I must have spoken aloud without meaning to, for Horgias, who had just come back from tracking up in the hills, answered me.
‘If our oxen are still alive, we have to feed and water them and they slow us down. If they’d killed them, there’d be rotting meat here at the end of the pass through half the winter. The first Hebrews came down that way.’ He pointed up to the steep, forested hillside at the south of the pass. ‘But half of them cut across the pass at the place where it narrows halfway down so they could come in from both sides and behind. A third arm came at them from the west.’
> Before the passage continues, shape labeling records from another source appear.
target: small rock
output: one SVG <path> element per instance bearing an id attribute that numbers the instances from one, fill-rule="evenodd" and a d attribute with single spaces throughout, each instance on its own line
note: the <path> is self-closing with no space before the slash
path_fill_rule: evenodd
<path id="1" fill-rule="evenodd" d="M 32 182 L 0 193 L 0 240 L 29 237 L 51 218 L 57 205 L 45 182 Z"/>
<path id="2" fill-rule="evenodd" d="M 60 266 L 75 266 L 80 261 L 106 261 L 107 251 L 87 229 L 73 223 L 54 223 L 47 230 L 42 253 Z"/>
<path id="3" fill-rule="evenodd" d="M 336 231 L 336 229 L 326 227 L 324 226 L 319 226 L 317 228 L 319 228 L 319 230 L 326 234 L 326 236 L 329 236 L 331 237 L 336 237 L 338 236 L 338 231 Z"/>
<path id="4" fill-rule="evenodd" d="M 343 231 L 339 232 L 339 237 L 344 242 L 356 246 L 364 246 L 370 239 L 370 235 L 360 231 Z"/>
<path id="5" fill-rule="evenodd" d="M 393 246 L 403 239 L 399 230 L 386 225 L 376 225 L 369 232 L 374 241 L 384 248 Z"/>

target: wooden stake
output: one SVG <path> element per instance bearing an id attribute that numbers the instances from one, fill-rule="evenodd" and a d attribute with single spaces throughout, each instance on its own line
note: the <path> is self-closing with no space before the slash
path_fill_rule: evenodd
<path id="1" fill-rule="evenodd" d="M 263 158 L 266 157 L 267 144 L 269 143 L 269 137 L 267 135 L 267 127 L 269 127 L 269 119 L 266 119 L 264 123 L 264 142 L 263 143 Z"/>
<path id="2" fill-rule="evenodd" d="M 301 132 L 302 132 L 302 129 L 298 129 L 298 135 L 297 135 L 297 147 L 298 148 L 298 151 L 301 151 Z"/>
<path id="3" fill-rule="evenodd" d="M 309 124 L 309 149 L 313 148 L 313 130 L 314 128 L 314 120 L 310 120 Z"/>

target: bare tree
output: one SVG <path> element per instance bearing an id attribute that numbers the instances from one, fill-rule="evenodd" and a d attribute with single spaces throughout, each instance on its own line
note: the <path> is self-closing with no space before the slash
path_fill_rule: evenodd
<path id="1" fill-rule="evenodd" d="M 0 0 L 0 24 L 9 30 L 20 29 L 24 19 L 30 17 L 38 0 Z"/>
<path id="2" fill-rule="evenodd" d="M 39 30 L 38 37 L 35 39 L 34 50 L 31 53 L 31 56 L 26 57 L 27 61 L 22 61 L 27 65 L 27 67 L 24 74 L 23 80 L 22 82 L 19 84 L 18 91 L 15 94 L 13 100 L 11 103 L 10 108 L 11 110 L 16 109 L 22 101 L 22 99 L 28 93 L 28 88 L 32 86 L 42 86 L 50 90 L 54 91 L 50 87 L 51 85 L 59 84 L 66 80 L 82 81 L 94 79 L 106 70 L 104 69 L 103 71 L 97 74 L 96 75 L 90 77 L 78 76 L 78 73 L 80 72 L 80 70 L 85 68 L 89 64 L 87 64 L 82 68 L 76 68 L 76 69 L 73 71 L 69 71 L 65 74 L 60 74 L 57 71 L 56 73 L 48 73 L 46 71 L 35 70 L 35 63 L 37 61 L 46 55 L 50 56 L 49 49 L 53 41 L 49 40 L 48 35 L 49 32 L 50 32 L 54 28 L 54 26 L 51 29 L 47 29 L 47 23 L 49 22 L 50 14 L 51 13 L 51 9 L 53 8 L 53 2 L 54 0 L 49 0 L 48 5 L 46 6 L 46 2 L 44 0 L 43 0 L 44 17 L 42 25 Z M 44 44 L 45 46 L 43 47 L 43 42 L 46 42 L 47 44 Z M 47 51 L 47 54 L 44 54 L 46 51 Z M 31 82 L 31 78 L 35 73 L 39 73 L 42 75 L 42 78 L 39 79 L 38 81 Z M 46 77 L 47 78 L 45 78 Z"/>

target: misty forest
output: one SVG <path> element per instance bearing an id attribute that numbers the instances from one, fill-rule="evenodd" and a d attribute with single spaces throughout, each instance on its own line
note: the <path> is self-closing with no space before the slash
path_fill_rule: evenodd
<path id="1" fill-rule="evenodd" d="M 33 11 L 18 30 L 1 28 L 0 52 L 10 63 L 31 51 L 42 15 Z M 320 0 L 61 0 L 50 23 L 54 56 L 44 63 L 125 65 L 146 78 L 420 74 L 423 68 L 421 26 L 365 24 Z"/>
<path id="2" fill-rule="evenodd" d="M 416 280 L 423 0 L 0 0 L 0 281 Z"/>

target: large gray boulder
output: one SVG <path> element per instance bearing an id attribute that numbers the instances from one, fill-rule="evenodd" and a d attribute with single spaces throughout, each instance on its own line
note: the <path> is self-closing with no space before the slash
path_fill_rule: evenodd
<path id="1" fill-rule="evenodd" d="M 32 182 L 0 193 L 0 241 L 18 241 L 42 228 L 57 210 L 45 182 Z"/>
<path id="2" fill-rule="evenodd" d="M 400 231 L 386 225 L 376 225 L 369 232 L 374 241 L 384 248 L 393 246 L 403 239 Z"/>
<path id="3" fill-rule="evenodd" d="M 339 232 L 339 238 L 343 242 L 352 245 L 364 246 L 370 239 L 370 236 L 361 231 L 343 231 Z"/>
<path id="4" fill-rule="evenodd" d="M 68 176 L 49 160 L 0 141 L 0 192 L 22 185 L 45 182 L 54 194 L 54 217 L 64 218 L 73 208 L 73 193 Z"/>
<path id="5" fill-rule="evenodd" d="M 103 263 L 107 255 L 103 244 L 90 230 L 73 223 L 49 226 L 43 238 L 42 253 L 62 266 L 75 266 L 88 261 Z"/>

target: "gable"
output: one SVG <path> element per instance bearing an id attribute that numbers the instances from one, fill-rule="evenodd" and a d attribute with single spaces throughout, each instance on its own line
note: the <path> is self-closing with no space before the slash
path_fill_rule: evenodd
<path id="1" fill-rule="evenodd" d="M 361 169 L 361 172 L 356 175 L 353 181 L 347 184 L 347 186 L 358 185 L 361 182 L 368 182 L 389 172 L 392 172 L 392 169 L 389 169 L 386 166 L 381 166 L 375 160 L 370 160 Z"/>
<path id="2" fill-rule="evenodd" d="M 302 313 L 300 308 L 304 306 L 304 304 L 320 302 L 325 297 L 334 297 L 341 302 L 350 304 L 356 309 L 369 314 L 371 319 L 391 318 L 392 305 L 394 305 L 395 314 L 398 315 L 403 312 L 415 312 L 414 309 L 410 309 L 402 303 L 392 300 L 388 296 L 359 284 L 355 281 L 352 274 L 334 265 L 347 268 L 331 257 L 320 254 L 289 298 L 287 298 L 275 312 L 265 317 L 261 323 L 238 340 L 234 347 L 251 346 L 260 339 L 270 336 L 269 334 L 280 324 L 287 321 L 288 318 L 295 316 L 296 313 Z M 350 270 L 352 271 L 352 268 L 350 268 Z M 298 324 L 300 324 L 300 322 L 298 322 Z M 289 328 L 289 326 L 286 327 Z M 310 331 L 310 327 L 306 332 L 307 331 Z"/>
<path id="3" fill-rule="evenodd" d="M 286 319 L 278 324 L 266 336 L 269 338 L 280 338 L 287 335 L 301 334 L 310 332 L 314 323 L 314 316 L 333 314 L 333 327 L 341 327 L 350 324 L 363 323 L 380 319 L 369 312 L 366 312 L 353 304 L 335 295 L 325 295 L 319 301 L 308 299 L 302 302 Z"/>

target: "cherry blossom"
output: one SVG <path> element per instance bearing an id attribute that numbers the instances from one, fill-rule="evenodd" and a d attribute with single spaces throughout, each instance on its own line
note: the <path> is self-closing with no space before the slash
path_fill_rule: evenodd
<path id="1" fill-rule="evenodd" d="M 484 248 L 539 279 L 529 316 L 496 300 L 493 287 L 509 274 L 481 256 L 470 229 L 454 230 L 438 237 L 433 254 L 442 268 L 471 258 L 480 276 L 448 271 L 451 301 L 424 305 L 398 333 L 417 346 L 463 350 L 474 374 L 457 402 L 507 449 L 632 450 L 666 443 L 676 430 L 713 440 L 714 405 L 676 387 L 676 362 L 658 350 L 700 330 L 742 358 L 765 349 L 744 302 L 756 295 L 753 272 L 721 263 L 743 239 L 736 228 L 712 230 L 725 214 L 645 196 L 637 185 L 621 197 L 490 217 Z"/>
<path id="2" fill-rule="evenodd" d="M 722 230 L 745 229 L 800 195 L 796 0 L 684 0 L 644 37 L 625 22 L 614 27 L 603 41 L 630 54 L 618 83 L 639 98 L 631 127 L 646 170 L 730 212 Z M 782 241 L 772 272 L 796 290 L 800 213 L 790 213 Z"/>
‘The Fourth was surrounded,’ I said.
‘Completely.’
Tears joined us then, with news that there were no wounded, ours or the enemy’s. ‘The Hebrews cut the throatsof the fallen before they left,’ he said. ‘And there’s a group of ten centurions at the far side who have been beheaded. Not very cleanly.’
‘Gods.’ I rubbed my hands into my face, kneading my cheeks. ‘I suppose we should count ourselves lucky they weren’t crucified. Everything else they’ve done is Roman.’ I looked at Horgias. ‘How many Hebrews did this?’
He took off his helmet and ran his hands through his sweat-sodden hair. ‘Twenty thousand,’ he said. ‘At least. And if you allow that there were another ten, maybe fifteen keeping us busy at the other end, that’s a lot of armed men.’
‘Too many.’ I kicked at a flaring lump of wood that had fallen from the fire. ‘Hebrews and Parthians all working together. And disciplined, too. This took real tactical skill to conceive and to execute. The Hebrews aren’t supposed to be like this. They’re a rabble. They fight amongst themselves sooner than fight the enemy. Everybody knows that.’
‘Not any more,’ Horgias said.
‘Exactly. That’s my point.’ Sparks hit my face; I turned away. ‘Whoever’s leading them thinks like a Roman. This is exactly what you or I or Lupus would have done.’
‘If we had fifteen thousand men to spare for a diversion.’
‘Which evidently they did. And now they have ballistas and catapults that they can fire at us from inside Jerusalem.’ I raised my arm, and men began to withdraw from the stripping of the enemy. ‘Tears, send runners to Lupus with the news. Let them go in pairs; they’ll be running through the night. Horgias, we need to give the dead of the Fourth a proper funeral. Have the men gather the bodies while Taurus and I devise a way to get them on to that bloody fire without burning ourselves in the process.’